How the Yankees found their savior

May 13th, 2019

For now, it looks like a tweet that should have been heard ‘round the world -- or at least the world of Yankees fans, considering that it involves the best player they’ve got right now. But it wasn’t at the time. The Yankees were on their way to 100 wins and they were still chasing the Red Sox hard last August, so hardly anybody noted or long remember the news we got that day on Twitter from @BlueJaysPR:

“Minor league trade: has been sent to the Yankees for cash considerations.”

That was that.

We have paid plenty of attention to everything that Yankees general manager Brian Cashman has done over the past few years -- reimagining his team on the fly, rebuilding his farm system and somehow doing that while the Red Sox began to spend the kind of money on baseball players that the Yankees used to. Cashman traded for Giancarlo Stanton and exciting kids like Gleyber Torres and Clint Frazier, and he even found a shortstop to replace the sainted Captain Jeter in Didi Gregorius. Cashman assembled a monster bullpen, full of big arms. And the Yanks took a big run at the Red Sox last season.

So nobody paid much attention to Urshela -- now 27, out of Cartagena, Colombia -- who, in a season when the Yankees tried to line up guys on the injured list the way they line up Old Timers on Old Timers’ Day at Yankee Stadium, has turned out to be more important and indispensable than anybody they have. Even the guy who knows everything on “Jeopardy” couldn’t have seen this coming.

Urshela became the third baseman on the Yankees after another exciting kid, Miguel Andujar, got hurt. And through Sunday’s game in St. Petersburg, as the Yankees were winning their series from the Rays and nearly getting into first place, Urshela was hitting .341 with two homers and 15 RBIs. He got another two RBIs on Sunday. Of course he did.

Last year, before the Yankees got him out of Toronto, Urshela had played 19 games for the Blue Jays and hit .233 with one home run and three RBIs. From small things, big things sometimes come. Not only has Urshela hit for the Yankees, he has gotten important hits in important moments and there really is no telling where the Yankees might be without him. No one thought he would matter this much when the Yankees left Spring Training. But then, no one knew that the Yankees would end up, at various times, with 16 players on the IL.

There have been other unlikely heroes in the American League so far. Michael Chavis, who had five RBIs for the Red Sox on Sunday as they were sweeping the Mariners and has injected life and pop into Boston’s batting order when it badly needed it, comes right to mind. But there has been no more unlikely hero in baseball so far than Urshela for the Yankees.

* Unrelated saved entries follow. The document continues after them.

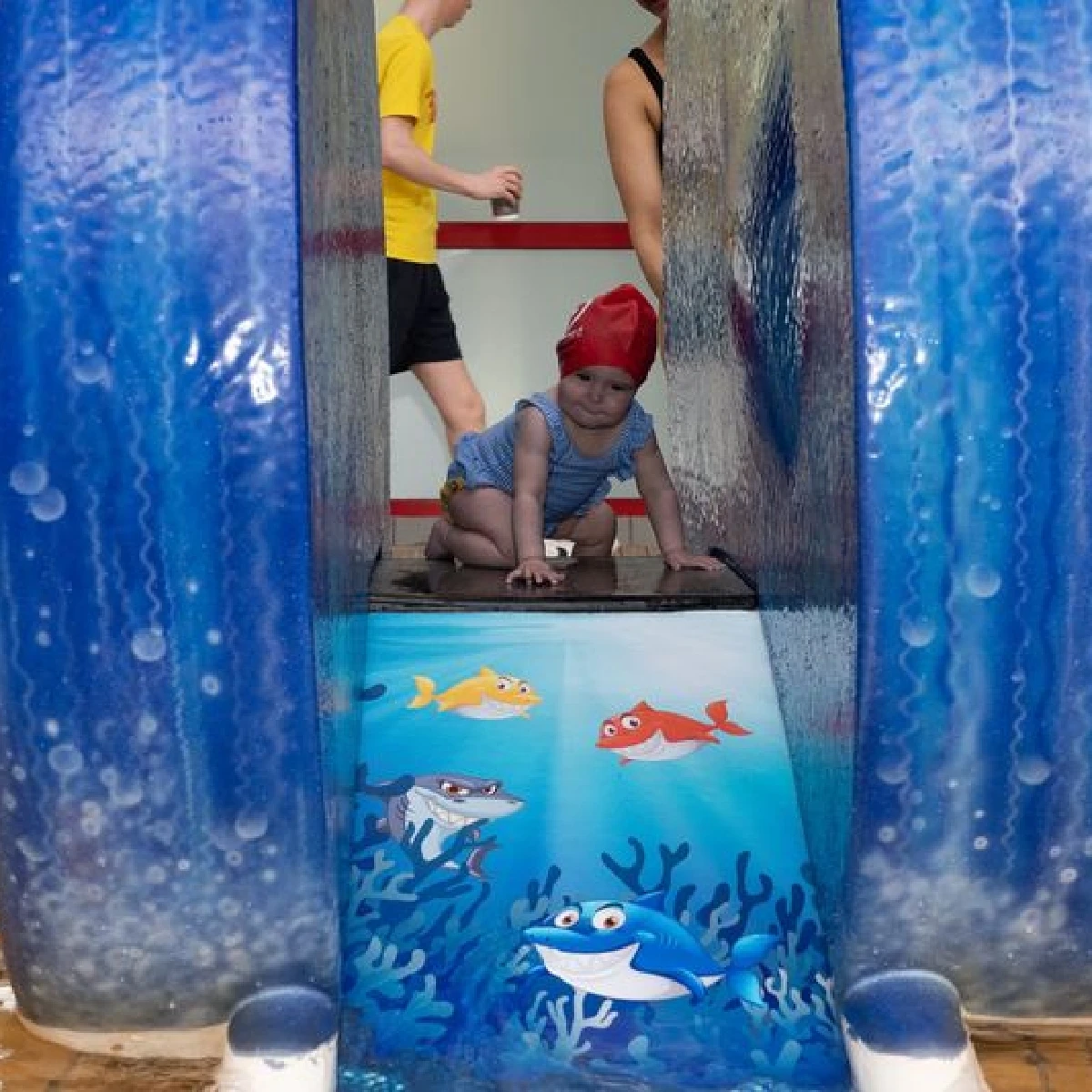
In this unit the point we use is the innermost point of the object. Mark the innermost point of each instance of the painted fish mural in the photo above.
(632, 951)
(643, 734)
(432, 809)
(487, 696)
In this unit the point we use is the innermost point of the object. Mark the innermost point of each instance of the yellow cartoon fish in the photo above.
(484, 697)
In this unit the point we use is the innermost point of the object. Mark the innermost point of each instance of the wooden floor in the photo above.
(1024, 1064)
(28, 1065)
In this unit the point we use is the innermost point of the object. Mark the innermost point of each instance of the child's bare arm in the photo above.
(656, 489)
(529, 498)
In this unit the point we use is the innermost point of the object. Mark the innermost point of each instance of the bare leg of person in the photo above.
(460, 404)
(592, 534)
(480, 531)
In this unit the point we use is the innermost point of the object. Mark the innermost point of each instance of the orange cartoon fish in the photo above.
(644, 734)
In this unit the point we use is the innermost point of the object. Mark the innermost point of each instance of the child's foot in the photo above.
(436, 549)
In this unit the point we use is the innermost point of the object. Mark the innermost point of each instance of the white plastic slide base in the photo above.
(190, 1044)
(874, 1071)
(315, 1071)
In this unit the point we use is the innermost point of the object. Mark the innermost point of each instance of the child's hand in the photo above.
(535, 571)
(678, 560)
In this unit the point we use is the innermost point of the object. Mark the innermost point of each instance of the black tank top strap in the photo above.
(650, 70)
(652, 75)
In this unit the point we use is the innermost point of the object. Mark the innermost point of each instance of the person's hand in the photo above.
(535, 571)
(678, 560)
(496, 183)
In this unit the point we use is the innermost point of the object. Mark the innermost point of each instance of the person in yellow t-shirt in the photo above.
(423, 338)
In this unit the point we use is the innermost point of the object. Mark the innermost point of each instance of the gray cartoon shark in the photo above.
(447, 803)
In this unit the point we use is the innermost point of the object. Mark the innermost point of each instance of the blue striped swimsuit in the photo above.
(574, 483)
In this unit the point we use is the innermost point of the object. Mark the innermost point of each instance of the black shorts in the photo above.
(420, 318)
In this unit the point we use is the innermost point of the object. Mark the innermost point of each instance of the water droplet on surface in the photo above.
(982, 581)
(894, 771)
(28, 480)
(1033, 770)
(917, 632)
(66, 759)
(148, 645)
(251, 828)
(48, 506)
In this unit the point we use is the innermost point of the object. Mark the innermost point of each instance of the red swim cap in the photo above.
(617, 330)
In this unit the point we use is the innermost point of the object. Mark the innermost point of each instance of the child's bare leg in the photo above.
(480, 532)
(436, 549)
(593, 533)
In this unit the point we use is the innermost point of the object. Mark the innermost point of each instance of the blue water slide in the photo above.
(163, 844)
(971, 132)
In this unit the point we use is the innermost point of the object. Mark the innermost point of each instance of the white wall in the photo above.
(520, 81)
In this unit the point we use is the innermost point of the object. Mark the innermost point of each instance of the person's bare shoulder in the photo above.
(626, 90)
(625, 77)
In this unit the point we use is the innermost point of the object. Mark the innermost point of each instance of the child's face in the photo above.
(599, 397)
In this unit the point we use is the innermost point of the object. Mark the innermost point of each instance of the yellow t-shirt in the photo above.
(404, 58)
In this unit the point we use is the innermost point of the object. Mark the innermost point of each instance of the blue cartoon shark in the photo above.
(632, 951)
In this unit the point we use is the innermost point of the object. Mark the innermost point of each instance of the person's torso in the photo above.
(572, 480)
(404, 60)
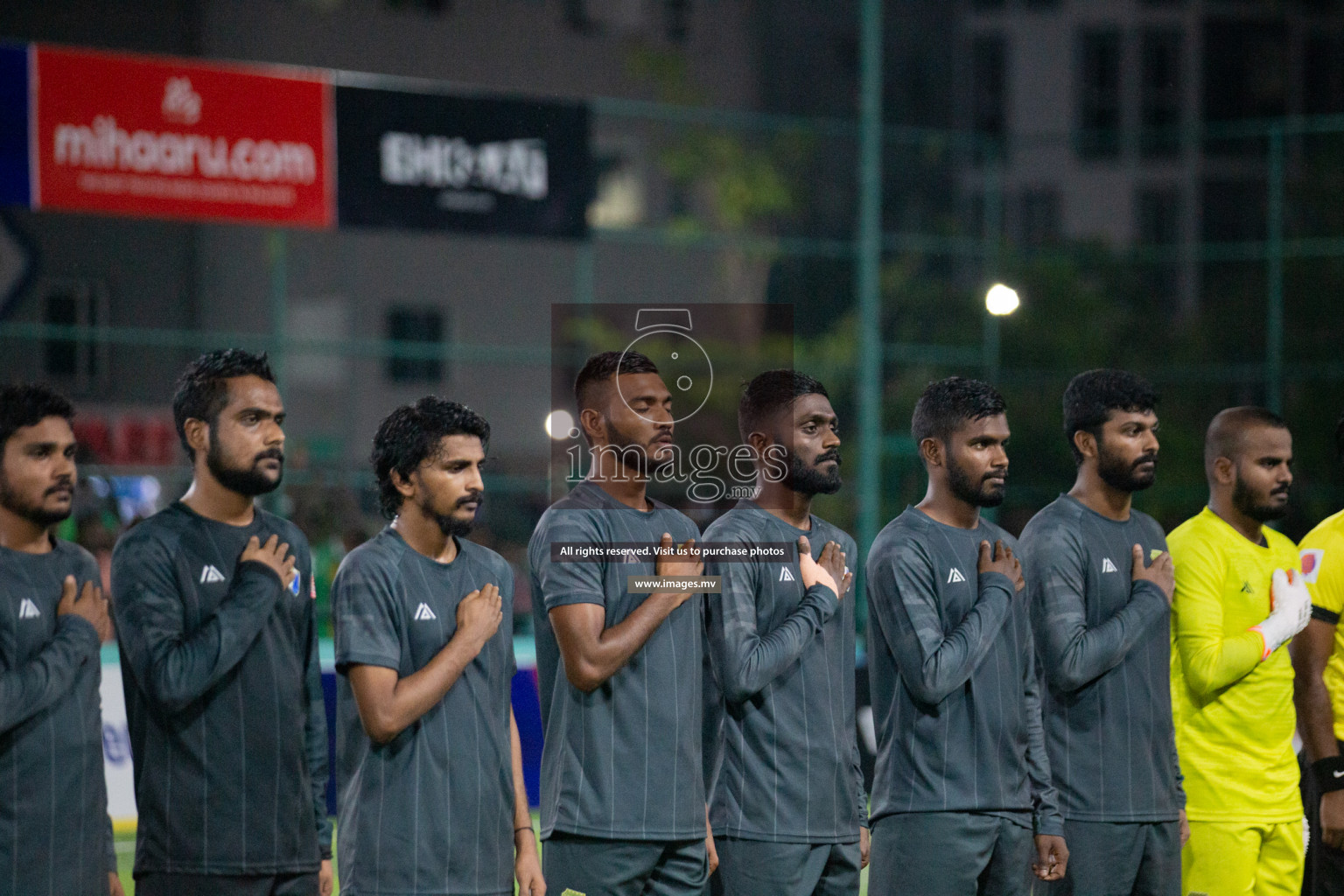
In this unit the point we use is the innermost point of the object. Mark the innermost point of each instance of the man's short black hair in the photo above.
(601, 368)
(1223, 437)
(202, 389)
(950, 403)
(27, 404)
(413, 434)
(1095, 396)
(770, 393)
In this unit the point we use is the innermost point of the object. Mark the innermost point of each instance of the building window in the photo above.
(577, 17)
(1234, 210)
(1323, 75)
(676, 20)
(988, 87)
(1158, 216)
(1038, 216)
(1098, 94)
(1160, 93)
(1245, 69)
(408, 324)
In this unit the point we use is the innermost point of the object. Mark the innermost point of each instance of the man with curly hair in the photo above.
(428, 754)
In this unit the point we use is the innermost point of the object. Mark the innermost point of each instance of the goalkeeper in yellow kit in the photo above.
(1239, 599)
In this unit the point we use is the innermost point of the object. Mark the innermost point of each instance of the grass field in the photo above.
(127, 855)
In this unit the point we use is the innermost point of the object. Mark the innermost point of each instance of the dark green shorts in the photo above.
(172, 884)
(598, 866)
(752, 866)
(950, 853)
(1120, 858)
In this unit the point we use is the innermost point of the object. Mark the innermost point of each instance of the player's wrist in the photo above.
(1328, 773)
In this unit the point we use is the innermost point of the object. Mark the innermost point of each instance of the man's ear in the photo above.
(403, 485)
(932, 452)
(1085, 442)
(760, 442)
(594, 426)
(198, 436)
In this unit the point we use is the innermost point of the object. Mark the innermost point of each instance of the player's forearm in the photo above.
(1074, 654)
(522, 812)
(754, 662)
(955, 659)
(315, 740)
(39, 682)
(1216, 662)
(421, 690)
(1045, 795)
(1314, 718)
(597, 659)
(176, 669)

And understand: It’s not as if he just fell into Cashman’s lap. The GM had first tried to get him away from the Indians when the Indians had him. Could not. Liked his defense. “Elite defense” is the way Cashman talks about it these days. He finally got his chance last summer, and he got him away from the Blue Jays. But even after the season, Urshela didn’t make it onto the Yankees 40-man roster. He was still a Yankee, though. He went to Spring Training. And the elite defender began to open people’s eyes with the way he was hitting now.

Here is something Yankees manager Aaron Boone, once an unlikely pinstriped hero himself -- Game 7 against the Red Sox in the 2003 American League Championship Series, bottom of the 11th, off Tim Wakefield, one of the most famous October home runs ever hit at the old Yankee Stadium -- said about Urshela the other day:

“I remember in Spring Training just watching and thinking, I felt there was more in there with the bat.”

It turned out there was a whole lot more. Andujar got hurt. Urshela went to third base, and he started to hit (his batting average is currently the highest in the AL for players with at least 100 at-bats), and he hasn’t stopped. When Andujar came off the IL, Boone had to be as diplomatic as a candidate as he explained how lucky he was that he could DH Andujar, one of the star Baby Bombers of last season, and keep Urshela at third base.

Boone: “[How to use Urshela and Andujar] will continue to evolve. It’ll be fluid.”

So many of Cashman’s moves, really since the Trade Deadline in 2016, have set the Yankees up for the future. But of all of them, the deal for Urshela is the one that matters the most right now, because the only season that really matters to Yankee fans, especially after watching the Red Sox clinch the AL East at Yankee Stadium last year and then do the same in their AL Division Series against the Yankees, is the one their wounded team is playing right now.

The Yankees shouldn’t be as close to first place as they are after all the injuries they’ve had, to Stanton and Aaron Judge and Aaron Hicks and Luis Severino and Dellin Betances and everybody else. There have been other guys who have hit. But their best hitter and their biggest star has been Urshela, who grew up worshipping a soccer star, Cristiano Ronaldo, as a kid in Colombia, and dreaming of being one himself. Now he’s a baseball star in the spring of 2019 at Yankee Stadium. Obviously his manager recognizes an unlikely star like this when he sees one. Takes one to know one.